Notes

  • Code is available on github
  • This work was done by the same team that did the Compact Convolutional Transformer (CCT) reviewed in this post
  • So they use the same method of Convolutional Tokenization

Highlights

  • Similar to Swin Transformer the idea is to reduce the computational cost of the attention mechanism
  • The authors introduce the Neighborhood Attention (NA) and the Neighborhood Attention Transformer (NAT)
  • With the Neighborhood Attention the attention is only computed on a neighborhood around each token
  • This method not only allows to reduce the computational cost of the attention mechanism but also helps to introduce local inductive biases
  • The drawback is that it reduces the receptive field

Neighborhood Attention

Neighborhood attention on a single pixel \((i, j)\) is defined as follows:

\[NA(X_{i, j}) = softmax(\frac{Q_{i,j}K^T_{\rho(i,j)} + B_{i,j}}{scale})V_{\rho_{(i,j)}}\]

where:

  • \(Q, K, V\) are linear projections of \(X\)

  • \(B_{i,j}\) denotes the relative positional bias

  • ρ(i, j) is a fixed-length set of indices of pixels nearest to (i, j). For a neighborhood of size \(L * L\), \(\vert \rho(i,j) \vert = L^2\)

However, if the function ρ maps each pixel to all pixels (\(L²\) is equal to feature map size), this will be equivalent to self attention.

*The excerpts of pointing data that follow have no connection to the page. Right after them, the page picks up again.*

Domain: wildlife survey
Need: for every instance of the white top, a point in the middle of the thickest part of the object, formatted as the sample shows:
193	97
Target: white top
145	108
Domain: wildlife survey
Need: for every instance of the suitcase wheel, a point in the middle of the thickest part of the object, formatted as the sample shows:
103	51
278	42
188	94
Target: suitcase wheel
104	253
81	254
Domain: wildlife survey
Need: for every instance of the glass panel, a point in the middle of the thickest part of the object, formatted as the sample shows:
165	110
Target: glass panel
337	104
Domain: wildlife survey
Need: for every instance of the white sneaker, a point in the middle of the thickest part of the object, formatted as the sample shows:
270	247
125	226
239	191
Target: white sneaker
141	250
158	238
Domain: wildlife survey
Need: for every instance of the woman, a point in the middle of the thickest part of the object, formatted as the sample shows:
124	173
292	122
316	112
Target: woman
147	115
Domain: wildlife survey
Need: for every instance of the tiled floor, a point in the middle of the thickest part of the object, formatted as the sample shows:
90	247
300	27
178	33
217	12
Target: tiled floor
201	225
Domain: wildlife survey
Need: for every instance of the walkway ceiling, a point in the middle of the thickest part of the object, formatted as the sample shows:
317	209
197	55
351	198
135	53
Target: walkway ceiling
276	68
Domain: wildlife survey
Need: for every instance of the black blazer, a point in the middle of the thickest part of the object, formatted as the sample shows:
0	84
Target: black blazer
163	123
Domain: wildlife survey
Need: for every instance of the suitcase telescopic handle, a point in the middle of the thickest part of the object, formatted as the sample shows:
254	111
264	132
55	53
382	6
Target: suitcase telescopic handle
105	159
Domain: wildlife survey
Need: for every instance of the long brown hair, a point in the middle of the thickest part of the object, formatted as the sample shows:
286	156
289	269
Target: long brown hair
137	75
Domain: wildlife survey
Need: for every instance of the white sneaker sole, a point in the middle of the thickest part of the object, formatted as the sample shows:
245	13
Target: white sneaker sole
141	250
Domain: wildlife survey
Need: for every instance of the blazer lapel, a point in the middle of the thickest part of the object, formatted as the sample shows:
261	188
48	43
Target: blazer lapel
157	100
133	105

  • The complexity of the neighborhood attention is linear with respect to resolution unlike self attention’s.
  • The function \(\rho\) which maps a pixel to a set of neighboring pixels is realized with a sliding window.
  • For corner pixels that cannot be centered, the neighborhood is expanded to maintain receptive field size. As illustrated in the image below.

Neighborhood Attention Transformer

  • For the tokenization they use the overlapping convolution method introduced in the Compact Convolutional Transformer

  • The rest of the architecture is a succession of blocks containing a token merging layer to reduce dimension and a standard multi head attention block but with the self attention replaced by the neighborhood attention

  • The token merging layer is also different from the patch merging layer in the Swin Transformer

  • Here the overlapping downsampler consists of a 3x3 convolution with 2x2 strides on the patches

Results

Classification

  • Trained on ImageNet-1k (1.2 millions images for training, 1000 classes)

  • NAT outperforms Swin Transformers and ConvNeXt

Object Detection

  • Mask R-CNN and Cascade Mask R-CNN with different backbones trained on MS-COCO

Semantic Segmentation

  • UPerNet with different backbones trained on ADE20K (20 000 training images)

  • NAT performs better than Swin Transformer for the segmentation task
  • But NAT fails to beat ConvNeXt, a recent and very efficient convolutional network

Ablation studies

  • To attest the efficiency of the Neighborhood Attention, they test their architecture on ImageNet-1k with different kinds of attention

  • They also study different merging methods with a Swin Transformer to attests the efficiency of the Overlapping Downsampler

Conclusion

This paper introduces a new and interesting attention mechanism based on the neighborhood of a token. It builds a transformer architecture based on this mechanism that achieves competitive results on different computer visions tasks.